First, funding costs have increased significantly for both non-banks and banks, and lenders are able to pass these costs on to customers via higher lending rates. This could take a toll on the RBA.

A second consideration is the heightened sensitivity of household balance sheets to interest rate changes, meaning the RBA may not need to raise rates as much as it has in the past. During the week, Deputy Governor Luci Ellis stressed that Martin Place cannot know with certainty where the true “neutral” interest rate lies, despite suggestions that it would move straight to 2.5 percent.

[Note this article was published by the AFR on Friday, following which US core inflation printed at 0.3% and the S&P500 jumped 2.5%]

A similar debate is playing out in US markets, where equities and fixed income (or interest rate duration) have risen in unison, despite the momentum following the global financial crisis, where duration has tended to be negatively correlated with equities.

After falling nearly 20 percent from peak to trough, the S&P500 index is up 6.7 percent. At the same time, the 10-year US Treasury yield has fallen from a recent high of 3.20 percent to just 2.76 percent, meaning bond prices have risen.

US investors are now hoping the Fed will only hike rates to its own “neutral” estimate of about 2.8 percent to avoid the need to tighten policy to a point that would plunge the economy into recession would. This is based on the assumption that core inflation will be rolled over.

While monthly core inflation according to the CPI index remained stubbornly high at 0.6 percent in April, the Fed’s preferred gauge — the core PCE index — is expected to trade at a benign 0.3 percent on Friday night. This would be the third straight month of core PCE inflation at 0.3 percent, which is a much more acceptable 3.6 percent on an annualized basis. It would also mean that the PCE core inflation rate would have fallen to 4.9 percent or less year-on-year from its peak of 5.3 percent, setting the stage for a risk rally based on belief that the world’s main central bank is… World will perform a soft landing.
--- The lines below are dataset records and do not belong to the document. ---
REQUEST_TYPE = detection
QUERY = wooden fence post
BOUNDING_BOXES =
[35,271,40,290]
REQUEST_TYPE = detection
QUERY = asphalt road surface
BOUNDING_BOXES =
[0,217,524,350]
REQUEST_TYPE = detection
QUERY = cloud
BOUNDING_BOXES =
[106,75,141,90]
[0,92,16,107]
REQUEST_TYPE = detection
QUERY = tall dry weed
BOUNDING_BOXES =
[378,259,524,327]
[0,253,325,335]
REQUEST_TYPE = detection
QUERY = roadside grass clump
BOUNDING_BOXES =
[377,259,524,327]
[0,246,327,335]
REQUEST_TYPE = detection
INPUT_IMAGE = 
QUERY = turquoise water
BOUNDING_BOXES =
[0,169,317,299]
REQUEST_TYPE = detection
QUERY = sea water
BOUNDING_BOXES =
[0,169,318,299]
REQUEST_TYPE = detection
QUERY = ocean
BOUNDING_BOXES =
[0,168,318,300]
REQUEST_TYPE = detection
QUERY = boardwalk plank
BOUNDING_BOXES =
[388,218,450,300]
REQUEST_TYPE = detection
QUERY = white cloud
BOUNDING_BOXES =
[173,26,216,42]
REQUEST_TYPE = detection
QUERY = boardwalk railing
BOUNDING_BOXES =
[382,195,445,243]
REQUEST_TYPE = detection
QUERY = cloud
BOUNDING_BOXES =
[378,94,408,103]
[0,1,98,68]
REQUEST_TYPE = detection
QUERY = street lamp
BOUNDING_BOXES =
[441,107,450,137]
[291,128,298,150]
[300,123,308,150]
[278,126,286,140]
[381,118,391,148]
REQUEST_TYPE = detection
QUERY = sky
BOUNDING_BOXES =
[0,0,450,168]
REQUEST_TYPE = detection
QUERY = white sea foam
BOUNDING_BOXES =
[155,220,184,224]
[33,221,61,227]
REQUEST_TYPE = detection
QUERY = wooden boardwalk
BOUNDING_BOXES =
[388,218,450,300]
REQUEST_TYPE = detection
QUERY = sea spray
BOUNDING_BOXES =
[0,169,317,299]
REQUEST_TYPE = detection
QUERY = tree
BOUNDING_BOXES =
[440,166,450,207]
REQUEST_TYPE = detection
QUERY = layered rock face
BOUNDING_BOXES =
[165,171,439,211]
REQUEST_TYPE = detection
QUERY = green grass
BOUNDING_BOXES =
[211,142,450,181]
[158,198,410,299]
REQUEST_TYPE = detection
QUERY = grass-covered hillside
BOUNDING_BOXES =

The alternative is a surprise to the upside as core PCE inflation comes in at 0.4-0.5 percent, signaling a pace of 5.0 percent or higher yoy. This would raise the specter that the Fed must turn hawkish and dampen aggregate demand enough to push the US economy into recession in 2023. Our modeling using stock and bond market data suggests this is a very plausible scenario. Our analysis also shows that S&P500 earnings are extremely large compared to their historical trend, with a real risk of further large pullbacks for stocks if earnings revert to the mean. This will be exacerbated if the Fed has to become more hawkish in its policy.

Subject to the question of where the RBA is getting interest rates from, Australia should remain the “Miracle from Down Under” which is made up of a cheap Australian dollar, increased commodity prices, resilient consumer spending, a resurgence in business investment and a rebound in both the unskilled and the skilled people care about migration.

However, the road ahead remains complex for our new federal government led by Prime Minister Anthony Albanese. On a side note, markets are anticipating more stimulus from new Treasurer Jim Chalmers versus the counterfactual, which could mean the RBA has more wood to chop.

Labor is blessed with some outstanding economic talent that it should capitalize on. By far the best economic brain in Parliament is clearly Dr. Andrew Leigh, an acclaimed Harvard graduate student who was an economics professor at ANU. Labor would be insane not to use its world-class skills, which have focused on innovating empirically tested policy ideas.

Chalmers also has access to Dr. Yale’s Daniel Mulino, PhD, who has spent much of his career providing valuable economic advice. And then there’s the ambitious new member for Paramatta, Dr. Andrew Charlton, who received his PhD from Oxford and played a key role in the Rudd government’s response to the global financial crisis. This included the development of unprecedented policies such as the purchase of more than $10 billion worth of mortgage-backed securities during the crisis, which bailed out many smaller bank and non-bank lenders while generating a return for taxpayers.

dr Leigh, Dr. Mulino and DR Charlton could play an important role in propping up an otherwise tenuous parliamentary bench.